While the volcano isn't expected to be a threat to local communities around the region directly if it erupts, the greater danger lies in the flooding an eruption might cause.

If the Barðarbunga volcano erupts, it could melt the Vatnajökull ice cap buried underneath it, erasing roads and affecting tourist sites such as waterfalls downstream.

Moreover, an eruption could be large enough to affect air traffic over Northern Europe and the Northern Atlantic, an event that occurred when the Eyjafjoell volcano erupted in April 2010.

Icelandic officials were first notified of increasing magma activity at Barðarbunga on August 16, when people were shaken by a swarm of intense earthquakes.
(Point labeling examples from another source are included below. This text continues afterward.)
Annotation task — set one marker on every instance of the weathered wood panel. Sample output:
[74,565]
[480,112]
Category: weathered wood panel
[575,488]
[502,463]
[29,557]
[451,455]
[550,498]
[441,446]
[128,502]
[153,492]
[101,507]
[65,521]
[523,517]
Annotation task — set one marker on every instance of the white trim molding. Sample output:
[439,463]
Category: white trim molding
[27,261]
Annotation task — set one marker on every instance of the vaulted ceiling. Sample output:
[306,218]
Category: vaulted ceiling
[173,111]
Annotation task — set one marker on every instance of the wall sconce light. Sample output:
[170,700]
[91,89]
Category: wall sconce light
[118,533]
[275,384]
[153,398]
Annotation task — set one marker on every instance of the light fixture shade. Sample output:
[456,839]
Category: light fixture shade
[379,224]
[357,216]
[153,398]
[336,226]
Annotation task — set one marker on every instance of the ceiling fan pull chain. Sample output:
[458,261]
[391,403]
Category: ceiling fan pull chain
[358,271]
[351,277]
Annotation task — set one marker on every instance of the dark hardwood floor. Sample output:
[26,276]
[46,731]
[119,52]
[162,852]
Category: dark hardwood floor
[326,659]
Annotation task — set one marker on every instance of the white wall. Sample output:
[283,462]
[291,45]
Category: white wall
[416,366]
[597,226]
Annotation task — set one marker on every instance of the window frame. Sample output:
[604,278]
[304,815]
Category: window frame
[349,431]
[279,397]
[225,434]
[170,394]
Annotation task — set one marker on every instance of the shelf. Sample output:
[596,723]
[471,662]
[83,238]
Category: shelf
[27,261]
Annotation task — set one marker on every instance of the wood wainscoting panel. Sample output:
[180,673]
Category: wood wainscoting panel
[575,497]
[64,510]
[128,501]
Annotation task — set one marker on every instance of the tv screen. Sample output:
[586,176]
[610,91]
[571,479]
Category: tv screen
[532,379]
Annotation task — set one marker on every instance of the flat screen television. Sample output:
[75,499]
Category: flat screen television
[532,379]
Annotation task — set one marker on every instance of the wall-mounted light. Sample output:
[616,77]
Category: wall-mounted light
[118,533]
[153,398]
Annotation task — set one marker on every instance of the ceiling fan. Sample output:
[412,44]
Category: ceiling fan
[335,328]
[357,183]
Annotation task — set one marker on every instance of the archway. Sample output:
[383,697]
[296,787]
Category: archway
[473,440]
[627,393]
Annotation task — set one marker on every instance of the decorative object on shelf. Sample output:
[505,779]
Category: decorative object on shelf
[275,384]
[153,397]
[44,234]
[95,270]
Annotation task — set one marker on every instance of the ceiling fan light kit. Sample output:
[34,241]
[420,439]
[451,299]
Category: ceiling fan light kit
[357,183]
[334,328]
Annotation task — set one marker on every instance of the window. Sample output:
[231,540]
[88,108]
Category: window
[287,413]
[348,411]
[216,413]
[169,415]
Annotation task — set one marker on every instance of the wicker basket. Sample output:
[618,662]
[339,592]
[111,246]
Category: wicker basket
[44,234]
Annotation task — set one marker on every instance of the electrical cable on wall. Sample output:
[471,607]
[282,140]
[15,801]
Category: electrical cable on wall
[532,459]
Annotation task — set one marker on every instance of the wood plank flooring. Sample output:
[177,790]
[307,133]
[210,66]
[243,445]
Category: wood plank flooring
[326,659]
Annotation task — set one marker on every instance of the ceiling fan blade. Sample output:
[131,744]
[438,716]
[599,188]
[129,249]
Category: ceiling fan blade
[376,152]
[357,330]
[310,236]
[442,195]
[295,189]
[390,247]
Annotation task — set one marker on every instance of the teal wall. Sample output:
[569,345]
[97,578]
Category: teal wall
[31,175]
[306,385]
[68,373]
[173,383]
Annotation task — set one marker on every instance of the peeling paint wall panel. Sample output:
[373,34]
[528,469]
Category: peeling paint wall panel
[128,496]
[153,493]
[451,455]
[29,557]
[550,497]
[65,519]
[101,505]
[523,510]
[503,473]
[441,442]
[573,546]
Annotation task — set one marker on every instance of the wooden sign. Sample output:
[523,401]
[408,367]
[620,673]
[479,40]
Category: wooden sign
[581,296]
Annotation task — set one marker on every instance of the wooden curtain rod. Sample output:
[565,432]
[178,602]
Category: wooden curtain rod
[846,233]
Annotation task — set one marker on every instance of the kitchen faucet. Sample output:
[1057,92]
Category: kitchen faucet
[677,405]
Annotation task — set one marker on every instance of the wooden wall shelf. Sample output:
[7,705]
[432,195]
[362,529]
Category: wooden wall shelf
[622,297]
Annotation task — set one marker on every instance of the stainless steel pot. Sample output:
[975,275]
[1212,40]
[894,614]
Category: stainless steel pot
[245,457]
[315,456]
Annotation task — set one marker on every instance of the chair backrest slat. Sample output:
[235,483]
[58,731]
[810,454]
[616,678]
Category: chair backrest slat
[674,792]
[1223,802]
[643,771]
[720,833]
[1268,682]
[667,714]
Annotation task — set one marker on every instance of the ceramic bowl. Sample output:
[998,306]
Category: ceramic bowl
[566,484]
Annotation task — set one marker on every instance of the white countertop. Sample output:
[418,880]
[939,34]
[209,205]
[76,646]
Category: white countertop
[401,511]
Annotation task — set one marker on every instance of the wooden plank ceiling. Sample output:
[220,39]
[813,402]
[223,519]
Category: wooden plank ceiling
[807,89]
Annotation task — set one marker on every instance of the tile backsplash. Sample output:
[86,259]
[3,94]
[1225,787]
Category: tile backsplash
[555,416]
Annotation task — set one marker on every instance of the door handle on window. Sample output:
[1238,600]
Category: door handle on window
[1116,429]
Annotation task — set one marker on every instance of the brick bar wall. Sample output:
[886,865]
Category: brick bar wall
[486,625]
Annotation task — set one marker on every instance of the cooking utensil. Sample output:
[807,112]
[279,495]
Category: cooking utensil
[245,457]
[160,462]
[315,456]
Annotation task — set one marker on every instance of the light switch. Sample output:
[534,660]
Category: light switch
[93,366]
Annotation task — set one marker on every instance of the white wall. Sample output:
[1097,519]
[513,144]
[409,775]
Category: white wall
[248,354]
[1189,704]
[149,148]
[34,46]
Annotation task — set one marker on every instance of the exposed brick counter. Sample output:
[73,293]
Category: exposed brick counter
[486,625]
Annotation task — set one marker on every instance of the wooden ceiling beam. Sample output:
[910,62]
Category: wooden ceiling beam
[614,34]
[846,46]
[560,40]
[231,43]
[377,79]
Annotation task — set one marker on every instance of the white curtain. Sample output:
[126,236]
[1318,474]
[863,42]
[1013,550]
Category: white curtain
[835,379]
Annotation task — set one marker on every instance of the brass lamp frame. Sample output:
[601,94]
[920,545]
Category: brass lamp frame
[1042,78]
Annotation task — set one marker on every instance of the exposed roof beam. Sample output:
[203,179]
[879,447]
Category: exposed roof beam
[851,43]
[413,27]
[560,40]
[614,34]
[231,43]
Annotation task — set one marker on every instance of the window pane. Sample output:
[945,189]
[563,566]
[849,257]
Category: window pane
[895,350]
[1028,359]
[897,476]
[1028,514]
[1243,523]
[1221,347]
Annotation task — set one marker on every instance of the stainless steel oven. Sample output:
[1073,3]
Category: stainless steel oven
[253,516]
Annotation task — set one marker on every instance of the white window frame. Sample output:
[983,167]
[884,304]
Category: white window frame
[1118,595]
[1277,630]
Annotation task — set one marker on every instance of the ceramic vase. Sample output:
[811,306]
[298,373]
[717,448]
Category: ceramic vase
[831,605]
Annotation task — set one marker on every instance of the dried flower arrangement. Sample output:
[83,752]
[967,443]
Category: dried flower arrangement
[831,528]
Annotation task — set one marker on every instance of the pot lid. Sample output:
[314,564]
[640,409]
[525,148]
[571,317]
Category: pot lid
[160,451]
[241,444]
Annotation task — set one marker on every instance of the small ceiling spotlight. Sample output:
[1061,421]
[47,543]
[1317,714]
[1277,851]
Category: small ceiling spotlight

The Icelandic Met Office (IMO) reported some 3000 earthquakes, each with magnitudes of less than 3, striking the area.

These earthquakes were a signal that magma within the volcano is moving along underground rocks. Earthquake activity has moved northeast by about one kilometer since Saturday.

While the IMO doesn't see a further rise in magma levels, they posit there could be other reasons why the magma is moving.

Scientists think the magma might be forming a dyke and GPS measurements support this theory.

The possibility of magma breaking rock and triggering an eruption is still not certain. Magma could solidify underground and never reach the surface.

The worse case scenario would be for magma to pour out of the volcano and reach Iceland's power plants.

The stratovolcano, which is the second highest mountain on Iceland, is located in the center of the island.